Ingest
Catalog products
- Ingested into temporary database
- For use in other DRP steps or by SDQA
- "Patch" updates happen by execution of new Tasks
- Must be possible to reproduce entire DRP, including any "patches"
- Level 1 products ingested into internal Level 1 database
- Level 2 products ingested into Qserv database
- Can remove a batch (with queries disabled), then reingest after "patch" update Task
- Need to track batches and their status
EFD
- Transformed within 24 hours into Level 1 Science Data Archive EFD
- Transformation includes removal of sensitive data (e.g. personnel-relevant log entries)
- Transformation includes restructuring schema to be more science-query-friendly
- Adding join keys
- Denormalizing
- Creating views
- Note: it's possible that the Science Data Archive EFD will not actually be in relational form.
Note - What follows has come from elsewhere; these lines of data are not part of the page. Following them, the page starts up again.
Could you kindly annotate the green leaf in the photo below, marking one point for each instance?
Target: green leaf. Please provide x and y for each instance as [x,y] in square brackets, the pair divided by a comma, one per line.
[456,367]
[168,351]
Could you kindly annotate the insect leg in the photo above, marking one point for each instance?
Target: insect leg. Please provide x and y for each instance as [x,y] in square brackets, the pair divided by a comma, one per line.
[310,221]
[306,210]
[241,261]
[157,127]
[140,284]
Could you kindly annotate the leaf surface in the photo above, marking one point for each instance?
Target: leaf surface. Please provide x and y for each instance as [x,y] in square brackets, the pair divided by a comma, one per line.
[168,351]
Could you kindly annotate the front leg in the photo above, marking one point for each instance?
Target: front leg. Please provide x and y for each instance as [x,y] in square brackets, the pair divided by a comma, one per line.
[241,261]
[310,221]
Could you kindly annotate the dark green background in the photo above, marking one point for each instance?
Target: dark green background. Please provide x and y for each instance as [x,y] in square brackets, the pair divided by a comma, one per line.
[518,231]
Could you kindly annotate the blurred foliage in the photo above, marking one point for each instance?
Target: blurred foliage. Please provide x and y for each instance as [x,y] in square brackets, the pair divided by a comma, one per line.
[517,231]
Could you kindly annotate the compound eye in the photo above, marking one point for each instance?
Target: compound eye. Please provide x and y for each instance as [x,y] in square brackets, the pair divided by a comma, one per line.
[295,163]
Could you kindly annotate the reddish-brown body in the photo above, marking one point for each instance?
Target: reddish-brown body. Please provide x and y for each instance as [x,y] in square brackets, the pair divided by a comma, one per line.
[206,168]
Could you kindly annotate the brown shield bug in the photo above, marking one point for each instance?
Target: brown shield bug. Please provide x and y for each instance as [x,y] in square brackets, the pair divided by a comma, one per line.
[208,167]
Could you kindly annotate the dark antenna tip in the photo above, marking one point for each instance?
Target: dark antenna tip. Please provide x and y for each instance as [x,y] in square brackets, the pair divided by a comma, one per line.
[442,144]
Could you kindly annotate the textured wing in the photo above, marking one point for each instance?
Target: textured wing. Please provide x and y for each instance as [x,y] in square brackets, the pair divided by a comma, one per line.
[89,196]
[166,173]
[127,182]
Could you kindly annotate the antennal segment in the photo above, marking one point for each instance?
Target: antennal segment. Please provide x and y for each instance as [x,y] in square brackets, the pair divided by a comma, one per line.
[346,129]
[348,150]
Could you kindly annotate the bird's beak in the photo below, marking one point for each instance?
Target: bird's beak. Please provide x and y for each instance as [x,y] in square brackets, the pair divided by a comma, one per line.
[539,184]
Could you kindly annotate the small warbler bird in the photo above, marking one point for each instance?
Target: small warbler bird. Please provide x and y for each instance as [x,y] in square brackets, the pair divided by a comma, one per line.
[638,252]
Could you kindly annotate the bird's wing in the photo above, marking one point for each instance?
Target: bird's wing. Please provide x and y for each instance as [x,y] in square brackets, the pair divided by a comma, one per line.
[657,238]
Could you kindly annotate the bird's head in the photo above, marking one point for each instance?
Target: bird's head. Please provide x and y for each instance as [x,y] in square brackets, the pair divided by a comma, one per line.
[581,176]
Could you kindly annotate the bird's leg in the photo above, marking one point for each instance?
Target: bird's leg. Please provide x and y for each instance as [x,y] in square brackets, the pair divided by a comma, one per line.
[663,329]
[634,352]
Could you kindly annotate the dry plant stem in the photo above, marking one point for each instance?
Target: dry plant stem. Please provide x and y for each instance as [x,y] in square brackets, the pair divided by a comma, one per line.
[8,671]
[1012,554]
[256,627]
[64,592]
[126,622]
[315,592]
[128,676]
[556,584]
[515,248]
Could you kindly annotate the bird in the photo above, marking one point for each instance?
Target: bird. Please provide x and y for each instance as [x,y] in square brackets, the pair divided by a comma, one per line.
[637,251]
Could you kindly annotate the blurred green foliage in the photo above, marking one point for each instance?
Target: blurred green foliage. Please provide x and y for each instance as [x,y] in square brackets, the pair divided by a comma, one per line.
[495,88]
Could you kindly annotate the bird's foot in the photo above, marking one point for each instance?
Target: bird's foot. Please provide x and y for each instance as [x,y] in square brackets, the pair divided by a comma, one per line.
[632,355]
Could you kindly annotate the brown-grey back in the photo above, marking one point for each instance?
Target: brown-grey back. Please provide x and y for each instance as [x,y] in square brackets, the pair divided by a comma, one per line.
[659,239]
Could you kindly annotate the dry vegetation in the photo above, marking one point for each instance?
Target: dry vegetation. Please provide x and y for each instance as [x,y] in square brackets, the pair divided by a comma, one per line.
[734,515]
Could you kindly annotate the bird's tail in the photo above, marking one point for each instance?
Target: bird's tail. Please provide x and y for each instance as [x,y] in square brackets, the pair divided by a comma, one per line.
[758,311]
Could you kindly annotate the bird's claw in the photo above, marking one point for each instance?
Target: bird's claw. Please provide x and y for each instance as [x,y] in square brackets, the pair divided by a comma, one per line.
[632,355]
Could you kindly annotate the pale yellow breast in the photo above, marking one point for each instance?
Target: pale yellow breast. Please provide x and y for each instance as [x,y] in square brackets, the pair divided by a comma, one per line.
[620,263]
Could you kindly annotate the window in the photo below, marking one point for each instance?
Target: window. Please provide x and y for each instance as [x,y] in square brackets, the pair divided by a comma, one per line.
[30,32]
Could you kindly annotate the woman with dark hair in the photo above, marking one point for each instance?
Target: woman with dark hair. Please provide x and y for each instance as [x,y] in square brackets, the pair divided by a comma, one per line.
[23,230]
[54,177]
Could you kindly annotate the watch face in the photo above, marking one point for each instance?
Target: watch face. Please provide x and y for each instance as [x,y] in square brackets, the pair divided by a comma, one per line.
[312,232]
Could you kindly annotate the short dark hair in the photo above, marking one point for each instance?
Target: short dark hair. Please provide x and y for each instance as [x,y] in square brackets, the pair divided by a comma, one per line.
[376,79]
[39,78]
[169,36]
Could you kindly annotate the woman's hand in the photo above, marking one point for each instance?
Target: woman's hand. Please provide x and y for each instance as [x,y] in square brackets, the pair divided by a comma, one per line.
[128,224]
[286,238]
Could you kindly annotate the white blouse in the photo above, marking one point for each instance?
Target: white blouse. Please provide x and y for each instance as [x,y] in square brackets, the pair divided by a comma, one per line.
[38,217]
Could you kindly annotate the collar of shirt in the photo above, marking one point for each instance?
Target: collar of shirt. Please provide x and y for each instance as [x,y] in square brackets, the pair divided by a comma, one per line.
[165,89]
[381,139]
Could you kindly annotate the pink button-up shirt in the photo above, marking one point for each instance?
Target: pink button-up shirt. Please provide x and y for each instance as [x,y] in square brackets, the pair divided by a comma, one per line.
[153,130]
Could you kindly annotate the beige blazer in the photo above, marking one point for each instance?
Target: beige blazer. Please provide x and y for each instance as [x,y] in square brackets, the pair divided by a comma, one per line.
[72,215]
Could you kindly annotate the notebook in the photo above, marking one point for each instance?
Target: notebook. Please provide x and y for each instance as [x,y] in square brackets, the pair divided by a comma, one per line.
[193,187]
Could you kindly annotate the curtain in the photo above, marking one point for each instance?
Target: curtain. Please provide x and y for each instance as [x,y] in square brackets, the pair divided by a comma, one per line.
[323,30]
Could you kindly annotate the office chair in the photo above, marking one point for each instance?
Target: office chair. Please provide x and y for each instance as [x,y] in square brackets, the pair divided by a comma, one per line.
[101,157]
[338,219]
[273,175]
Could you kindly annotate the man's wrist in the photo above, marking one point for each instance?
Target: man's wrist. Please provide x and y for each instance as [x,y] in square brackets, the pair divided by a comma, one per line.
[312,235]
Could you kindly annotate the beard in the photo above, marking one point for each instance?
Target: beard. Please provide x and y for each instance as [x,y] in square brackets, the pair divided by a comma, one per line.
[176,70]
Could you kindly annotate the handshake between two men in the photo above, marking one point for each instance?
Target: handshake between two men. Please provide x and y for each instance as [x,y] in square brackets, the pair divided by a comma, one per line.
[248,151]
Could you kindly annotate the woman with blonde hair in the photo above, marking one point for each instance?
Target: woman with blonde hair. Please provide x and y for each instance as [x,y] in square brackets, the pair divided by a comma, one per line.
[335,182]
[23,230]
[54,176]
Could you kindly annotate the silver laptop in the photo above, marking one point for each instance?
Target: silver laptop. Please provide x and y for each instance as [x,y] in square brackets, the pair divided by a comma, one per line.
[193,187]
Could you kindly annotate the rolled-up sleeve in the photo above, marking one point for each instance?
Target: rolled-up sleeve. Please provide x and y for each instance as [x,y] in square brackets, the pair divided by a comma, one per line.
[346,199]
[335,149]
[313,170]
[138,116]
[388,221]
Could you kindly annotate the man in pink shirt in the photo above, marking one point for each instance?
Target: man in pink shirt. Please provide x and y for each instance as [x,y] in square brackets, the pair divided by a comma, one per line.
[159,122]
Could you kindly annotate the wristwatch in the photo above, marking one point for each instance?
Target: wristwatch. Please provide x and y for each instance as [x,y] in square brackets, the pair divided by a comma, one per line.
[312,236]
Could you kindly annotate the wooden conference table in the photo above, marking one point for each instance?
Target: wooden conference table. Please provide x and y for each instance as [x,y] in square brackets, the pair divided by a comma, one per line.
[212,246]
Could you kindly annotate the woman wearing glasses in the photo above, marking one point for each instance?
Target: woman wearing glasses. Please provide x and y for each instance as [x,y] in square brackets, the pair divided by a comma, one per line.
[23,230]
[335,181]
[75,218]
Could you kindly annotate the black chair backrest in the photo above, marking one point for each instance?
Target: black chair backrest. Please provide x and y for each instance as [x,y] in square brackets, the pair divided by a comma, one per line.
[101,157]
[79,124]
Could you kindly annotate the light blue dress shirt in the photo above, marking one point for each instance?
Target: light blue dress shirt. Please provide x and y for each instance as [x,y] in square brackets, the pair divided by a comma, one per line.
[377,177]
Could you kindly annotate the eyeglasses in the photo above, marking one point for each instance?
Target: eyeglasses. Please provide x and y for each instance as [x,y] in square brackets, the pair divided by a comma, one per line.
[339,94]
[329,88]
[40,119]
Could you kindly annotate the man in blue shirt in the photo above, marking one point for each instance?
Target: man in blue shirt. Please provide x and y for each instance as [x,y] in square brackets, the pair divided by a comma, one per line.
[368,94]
Something like a NoSQL document database or BigTable/Hypertable might be more appropriate.
- Cleansed and transformed for Level 2 EFD as part of annual CPP
- Cleansing includes flagging of invalid data
Image products
- Ingested into archive, including provenance
- Metadata ingested into archive metadata database
- Accessible by internal image services
SDQA
Catalog Products
- Zeroth pass is metrics produced by Tasks
- Automatic flagging of metrics outside threshold
- First pass is in temporary database
- Automatic metric generation (for metrics using data from multiple Task executions)
- Second pass is in Qserv database for Level 2 products, internal Level 1 database for Level 1 products
- Verification of completeness and consistency
- Large-scale analyses across entire dataset
- Verification of performance for end users
Image products
- Most SDQA on metadata
- Inspect outliers using internal cutout service